- Born: 1913
- Died: 18 April 2003 (aged 89–90) Riyadh, Saudi Arabia
- Burial: Al Oud cemetery, Riyadh
- Spouse: Abdulaziz of Saudi Arabia ​ ​(m. 1927; died 1953)​
- Issue: List Prince Badr; Prince Abdul Majid; Prince Abdul Illah; Princess Meshail; Princess Hessa;

Names
- Haya bint Saad bin Abdul Muhsin Al Sudairi
- House: Al Sudairi (by birth); Al Saud (by marriage);
- Father: Saad bin Abdul Muhsin Al Sudairi

= Haya bint Saad Al Sudairi =

Saudi royal (1913–2003)

Haya bint Saad Al Sudairi (هيا بنت سعد السديري Hayā bint Saʿad Āl Sudayrī; 1913 – 18 April 2003) was one of the spouses of King Abdulaziz of Saudi Arabia. She was a member of the powerful Sudairi family. Her elder sister, Al Jawhara bint Saad, married Abdulaziz and had three sons and a daughter with him. Following the death of Al Jawhara in 1927, Haya married Abdulaziz. Their marriage also produced three sons and two daughters: Princess Hessa, Princess Meshail, Prince Badr, Prince Abdul Majid and Prince Abdul Illah.

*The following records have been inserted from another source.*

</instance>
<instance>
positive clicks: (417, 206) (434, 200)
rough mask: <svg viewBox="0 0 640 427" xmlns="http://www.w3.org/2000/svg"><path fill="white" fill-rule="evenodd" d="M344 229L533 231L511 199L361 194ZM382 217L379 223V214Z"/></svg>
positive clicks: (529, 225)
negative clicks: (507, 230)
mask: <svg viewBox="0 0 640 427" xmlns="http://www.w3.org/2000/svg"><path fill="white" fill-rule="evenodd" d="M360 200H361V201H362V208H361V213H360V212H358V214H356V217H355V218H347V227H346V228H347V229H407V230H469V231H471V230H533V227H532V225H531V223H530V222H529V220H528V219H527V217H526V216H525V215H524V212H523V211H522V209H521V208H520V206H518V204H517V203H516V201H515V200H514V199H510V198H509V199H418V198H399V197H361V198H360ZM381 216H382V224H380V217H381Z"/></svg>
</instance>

On 7 February 1999 as part of the centennial celebrations of Riyadh's capture by King Abdulaziz an interview with Haya bint Saad was published in Al Jazirah, a Saudi Arabian newspaper. She argued "whatever has been and will be said about the King [Abdulaziz] cannot reflect the [whole] truth."

Haya bint Saad died at age 90 in Riyadh on 18 April 2003. She was buried in the Al Oud cemetery there.